I'm currently in the middle of moving some of our hypervisors for upstream
systemd CI from CentOS Stream 8 to CentOS Stream 9 (as the former will go EOL
soon), and started hitting soft lockups on the guest machines (Arch Linux, both
with "stock" kernel and mainline one).

The hypervisors are AWS EC2 C5n Metal instances [0] running CentOS Stream,
which then run Arch Linux (KVM) VMs (using libvirt via Vagrant) - cpuinfo from
one of the guests is at [1].

The "production" hypervisors currently run CentOS Stream 8 (kernel
4.18.0-548.el8.x86_64) and everything is fine.

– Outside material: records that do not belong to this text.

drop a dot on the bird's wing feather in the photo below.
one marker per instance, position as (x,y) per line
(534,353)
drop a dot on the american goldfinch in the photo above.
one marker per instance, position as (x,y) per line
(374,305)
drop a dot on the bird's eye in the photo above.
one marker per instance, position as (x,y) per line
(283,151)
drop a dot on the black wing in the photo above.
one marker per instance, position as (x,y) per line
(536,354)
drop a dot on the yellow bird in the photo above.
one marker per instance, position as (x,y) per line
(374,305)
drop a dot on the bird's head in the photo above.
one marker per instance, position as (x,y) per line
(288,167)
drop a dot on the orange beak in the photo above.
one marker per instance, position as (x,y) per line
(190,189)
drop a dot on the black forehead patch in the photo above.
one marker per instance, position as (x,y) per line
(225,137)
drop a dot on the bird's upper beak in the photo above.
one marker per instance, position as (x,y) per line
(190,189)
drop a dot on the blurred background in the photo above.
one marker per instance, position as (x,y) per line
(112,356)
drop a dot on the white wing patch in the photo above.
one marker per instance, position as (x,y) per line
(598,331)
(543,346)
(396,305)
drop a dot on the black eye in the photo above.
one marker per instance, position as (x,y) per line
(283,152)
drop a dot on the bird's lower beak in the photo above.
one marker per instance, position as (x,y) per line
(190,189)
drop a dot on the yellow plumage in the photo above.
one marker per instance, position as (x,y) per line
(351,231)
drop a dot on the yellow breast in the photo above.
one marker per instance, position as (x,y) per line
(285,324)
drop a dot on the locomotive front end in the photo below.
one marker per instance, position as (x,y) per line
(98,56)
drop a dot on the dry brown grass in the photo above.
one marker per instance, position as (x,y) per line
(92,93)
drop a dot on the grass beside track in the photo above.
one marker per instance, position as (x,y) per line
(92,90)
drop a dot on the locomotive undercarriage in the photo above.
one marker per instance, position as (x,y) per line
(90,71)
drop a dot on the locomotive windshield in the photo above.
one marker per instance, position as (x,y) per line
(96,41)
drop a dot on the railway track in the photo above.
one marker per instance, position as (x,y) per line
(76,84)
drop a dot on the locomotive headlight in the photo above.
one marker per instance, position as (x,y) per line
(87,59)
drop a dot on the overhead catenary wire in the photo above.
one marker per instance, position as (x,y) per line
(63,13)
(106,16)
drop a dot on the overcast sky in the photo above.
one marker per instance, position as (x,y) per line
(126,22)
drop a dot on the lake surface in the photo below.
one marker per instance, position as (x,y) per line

However, after trying to upgrade
a couple of them to CentOS Stream 9 (kernel 5.14.0-432.el9.x86_64) the guests
started exhibiting frequent soft lockups when running just the systemd unit
test suite.

I played around with the kernel version inside the guest and it doesn't seem to
make a difference - I could reproduce the issue with kernels 6.6.24-1
(linux-lts), 6.8.2.arch2-1 (linux), and 6.9.0-rc2-1-mainline (linux-mainline).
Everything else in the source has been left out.